Corporate America's biggest shareholders have traditionally been content wi...
- Corporate America’s biggest shareholders have traditionally been content with sharing their views on a company’s strategy privately with management.
Wellington Management Company LLP’s decision last month to speak out against drug maker Bristol-Myers Squibb Co’s proposed $74 billion acquisition of Celgene Corp, calling what would be the largest-ever pharmaceutical takeover too risky and expensive, sent ripples across the investment world. Wellington’s vocal opposition to the deal is the culmination of some mutual funds gradually feeling more emboldened to publicly challenge a company’s strategy, asset management executives and corporate governance experts say.
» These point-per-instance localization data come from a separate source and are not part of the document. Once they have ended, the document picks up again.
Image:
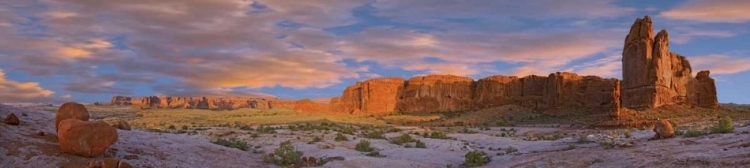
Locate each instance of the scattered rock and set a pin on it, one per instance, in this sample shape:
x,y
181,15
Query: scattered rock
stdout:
x,y
85,138
12,119
109,162
71,110
663,129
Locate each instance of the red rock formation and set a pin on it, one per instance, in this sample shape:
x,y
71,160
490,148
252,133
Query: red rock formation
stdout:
x,y
71,110
653,76
85,138
436,93
308,106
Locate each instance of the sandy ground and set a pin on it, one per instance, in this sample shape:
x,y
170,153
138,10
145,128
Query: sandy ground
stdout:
x,y
21,147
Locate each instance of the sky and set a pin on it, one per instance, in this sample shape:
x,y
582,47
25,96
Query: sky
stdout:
x,y
88,50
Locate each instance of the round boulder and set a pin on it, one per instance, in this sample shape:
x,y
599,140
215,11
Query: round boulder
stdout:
x,y
85,138
12,119
70,110
663,129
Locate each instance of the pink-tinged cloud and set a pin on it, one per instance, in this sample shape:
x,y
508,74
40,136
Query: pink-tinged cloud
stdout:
x,y
720,64
15,91
728,11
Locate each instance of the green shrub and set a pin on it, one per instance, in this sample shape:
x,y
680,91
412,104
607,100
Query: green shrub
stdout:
x,y
375,135
341,137
364,146
420,144
438,135
692,133
400,140
725,125
476,158
285,155
232,143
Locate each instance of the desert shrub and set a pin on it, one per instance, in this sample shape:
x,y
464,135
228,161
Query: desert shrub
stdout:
x,y
692,133
510,150
476,158
438,135
628,134
364,146
583,139
375,135
404,138
420,144
341,137
375,154
232,143
723,126
266,130
285,155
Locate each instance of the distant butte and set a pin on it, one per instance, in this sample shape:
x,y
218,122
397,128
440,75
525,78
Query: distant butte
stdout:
x,y
652,77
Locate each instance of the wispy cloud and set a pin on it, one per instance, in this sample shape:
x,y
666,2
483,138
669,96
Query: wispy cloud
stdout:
x,y
728,11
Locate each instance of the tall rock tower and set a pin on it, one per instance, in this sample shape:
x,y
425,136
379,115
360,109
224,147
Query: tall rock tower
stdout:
x,y
653,76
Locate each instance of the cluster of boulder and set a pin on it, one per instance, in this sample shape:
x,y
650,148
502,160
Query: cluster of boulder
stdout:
x,y
211,103
652,77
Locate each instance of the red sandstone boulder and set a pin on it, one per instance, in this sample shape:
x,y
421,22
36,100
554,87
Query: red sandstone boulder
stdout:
x,y
71,110
85,138
12,119
663,129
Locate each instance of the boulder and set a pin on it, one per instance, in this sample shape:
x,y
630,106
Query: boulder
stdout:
x,y
12,119
85,138
663,129
71,110
109,162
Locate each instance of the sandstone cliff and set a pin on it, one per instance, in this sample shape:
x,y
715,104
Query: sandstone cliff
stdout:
x,y
653,76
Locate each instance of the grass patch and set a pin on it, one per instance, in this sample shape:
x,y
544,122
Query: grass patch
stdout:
x,y
232,143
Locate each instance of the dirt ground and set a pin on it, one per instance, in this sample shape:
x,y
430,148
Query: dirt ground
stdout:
x,y
520,146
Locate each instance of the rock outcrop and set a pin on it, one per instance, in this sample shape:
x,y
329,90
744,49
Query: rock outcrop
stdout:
x,y
559,93
12,119
663,129
85,138
653,76
211,103
71,110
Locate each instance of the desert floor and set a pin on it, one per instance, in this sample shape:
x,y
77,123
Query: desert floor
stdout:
x,y
183,138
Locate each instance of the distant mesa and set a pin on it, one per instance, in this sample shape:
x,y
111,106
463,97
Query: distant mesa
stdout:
x,y
653,76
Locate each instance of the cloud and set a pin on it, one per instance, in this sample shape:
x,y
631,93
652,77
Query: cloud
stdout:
x,y
720,64
16,92
684,35
727,11
421,10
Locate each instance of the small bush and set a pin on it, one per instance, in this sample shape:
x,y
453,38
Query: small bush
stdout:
x,y
341,137
232,143
692,133
404,138
364,146
725,125
476,158
439,135
285,155
375,135
510,150
421,144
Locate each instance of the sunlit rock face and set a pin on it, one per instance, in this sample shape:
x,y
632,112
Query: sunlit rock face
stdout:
x,y
653,76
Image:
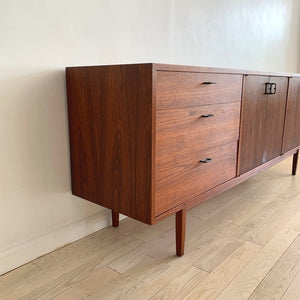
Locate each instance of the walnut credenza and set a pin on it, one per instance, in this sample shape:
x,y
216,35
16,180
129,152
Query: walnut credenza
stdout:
x,y
151,140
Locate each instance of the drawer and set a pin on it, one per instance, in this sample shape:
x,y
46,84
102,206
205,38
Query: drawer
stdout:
x,y
183,89
180,132
190,177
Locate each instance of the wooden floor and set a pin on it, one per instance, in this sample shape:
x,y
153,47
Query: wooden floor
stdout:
x,y
243,244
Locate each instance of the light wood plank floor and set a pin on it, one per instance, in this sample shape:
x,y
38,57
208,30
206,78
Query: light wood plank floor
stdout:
x,y
243,244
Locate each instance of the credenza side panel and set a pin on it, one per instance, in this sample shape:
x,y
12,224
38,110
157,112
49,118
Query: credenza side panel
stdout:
x,y
292,121
110,127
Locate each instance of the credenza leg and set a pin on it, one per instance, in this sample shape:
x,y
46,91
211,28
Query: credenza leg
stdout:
x,y
180,231
295,162
115,218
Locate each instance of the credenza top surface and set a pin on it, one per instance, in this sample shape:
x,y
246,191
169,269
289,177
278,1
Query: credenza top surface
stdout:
x,y
186,68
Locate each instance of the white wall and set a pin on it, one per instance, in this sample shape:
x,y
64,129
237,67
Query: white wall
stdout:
x,y
38,38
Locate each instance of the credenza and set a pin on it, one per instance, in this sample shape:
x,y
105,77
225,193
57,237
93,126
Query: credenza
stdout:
x,y
151,140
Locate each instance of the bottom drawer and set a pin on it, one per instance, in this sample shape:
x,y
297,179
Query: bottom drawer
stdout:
x,y
191,177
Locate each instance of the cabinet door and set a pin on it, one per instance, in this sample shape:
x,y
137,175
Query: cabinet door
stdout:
x,y
275,120
262,121
253,119
292,121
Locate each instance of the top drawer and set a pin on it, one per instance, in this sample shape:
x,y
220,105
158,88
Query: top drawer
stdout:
x,y
183,89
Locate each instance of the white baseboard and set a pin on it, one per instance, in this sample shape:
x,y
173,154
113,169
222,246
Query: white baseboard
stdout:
x,y
23,253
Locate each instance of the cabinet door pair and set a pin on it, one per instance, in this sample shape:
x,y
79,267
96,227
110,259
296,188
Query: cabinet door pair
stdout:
x,y
270,125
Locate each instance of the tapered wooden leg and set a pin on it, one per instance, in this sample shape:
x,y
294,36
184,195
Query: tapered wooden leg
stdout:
x,y
180,231
115,218
295,162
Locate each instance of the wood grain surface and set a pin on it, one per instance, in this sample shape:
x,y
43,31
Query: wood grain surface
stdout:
x,y
110,124
180,132
189,177
292,121
180,89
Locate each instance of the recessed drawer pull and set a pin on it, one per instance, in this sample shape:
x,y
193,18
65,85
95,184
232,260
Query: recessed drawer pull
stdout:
x,y
208,82
206,160
207,116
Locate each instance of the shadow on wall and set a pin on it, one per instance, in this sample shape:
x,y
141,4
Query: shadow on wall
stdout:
x,y
34,155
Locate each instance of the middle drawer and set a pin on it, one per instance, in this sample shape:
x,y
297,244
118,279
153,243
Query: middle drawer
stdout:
x,y
183,132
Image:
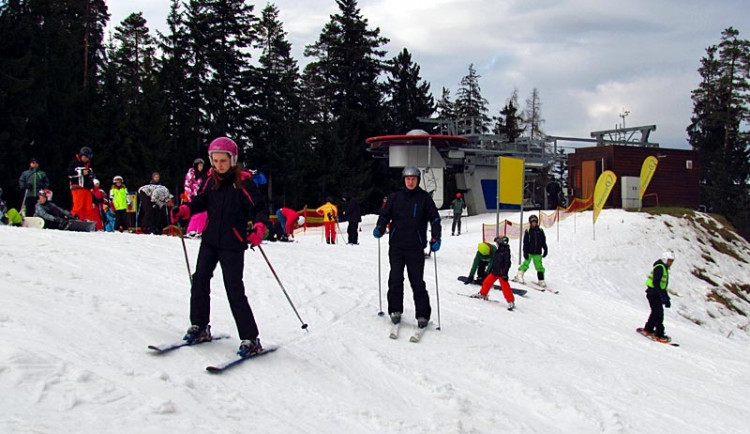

T. Rowe Price Group Inc, which manages close to $1 trillion in assets, has opposed several acquisitions, including Michael Dell’s offer to take his eponymous computer maker private, because it felt the proposed deal undervalued the company. “More funds are willing to agitate in search of returns,” Mark Shafir, Citigroup Inc’s co-head of global mergers and acquisitions, said on Thursday at the corporate law institute conference organized in New Orleans by the Tulane School of Law.Despite their deep pockets, taking a public stance on corporate strategy does not come easily to many of these funds, in part because they are unaccustomed to readying the kind of presentations aimed at swaying other shareholders.
To stay on good terms with corporate management, large mutual funds have often been happy letting activist hedge funds agitate over a company’s perceived problems.